I think this is likely to be more successful in Japan because the Seven-Eleven


store network is not as dense as in the U.S. Also, it appears that Seven-Eleven
Japan attracts a different type of customer. Although I can only speculate, I
would be concerned about the security of packages in a Seven-Eleven store in
the U.S. preferring a home delivery even if I wasn’t at home. After all, that’s the
appeal of e-commerce.

Q6: Seven-Eleven is attempting to duplicate the supply chain


structure that has succeeded in Japan in the United States
with the introduction of CDCs. What are the pros and cons of
this approach? Keep in mind that stores are also replenished
by wholesalers and DSD by manufactures.

Ans:

The “pros” of this approach are illustrated by the success of this concept in Japan:
highly responsive system that has increased its efficiency through the use of
information. They are able to effectively match supply and demand.

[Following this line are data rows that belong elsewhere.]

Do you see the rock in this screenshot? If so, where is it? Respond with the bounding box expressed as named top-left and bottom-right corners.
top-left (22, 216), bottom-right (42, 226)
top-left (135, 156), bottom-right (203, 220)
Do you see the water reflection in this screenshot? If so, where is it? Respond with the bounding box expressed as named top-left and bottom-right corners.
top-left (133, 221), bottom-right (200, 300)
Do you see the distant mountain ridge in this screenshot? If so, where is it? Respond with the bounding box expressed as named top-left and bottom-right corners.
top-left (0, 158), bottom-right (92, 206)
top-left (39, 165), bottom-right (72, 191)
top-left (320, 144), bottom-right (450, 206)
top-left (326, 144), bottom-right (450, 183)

The cons of this approach in the U.S. stem from the geographic dispersion of Seven-
eleven stores. The fact that stores are not as clustered as in Japan will impede the
responsiveness that is a cornerstone of Seven-Eleven Japan. Because DSD is also
used, there is more coordination required in the U.S. and more relationships to manage.
The CDCs may also be forced into holding some level of inventory because of the lack
of clustering in the U.S., resulting in lower performance than that in Japan. If the CDCs
become more of a distribution center than a cross docking operation, their strategic
advantage is lost, and the investment may not have been worth it. An additional
downside is the outbound costs, which could be quite high depending on the number of
stores served.

Q7: The United States has food service distributors that also
replenish convenience stores. What are the pros and cons
to having a distributor replenish convenience stores versus
a company like Seven-Eleven managing its own distribution
function?

Ans;

Pros: The largest benefit of having a distributor replenish the store is that they
don’t have to invest in DCs or trucks to perform this task.
Cons: The downside is the lack of control and the increased number of
relationships that must be managed at the store level. Responsiveness may also
not be as great. Some store managers will be more adept at managing these
relationships than others, and service levels will not be consistent among the
stores. This also creates more potential problems for upper management in
overseeing the franchises to ensure consistent customer service.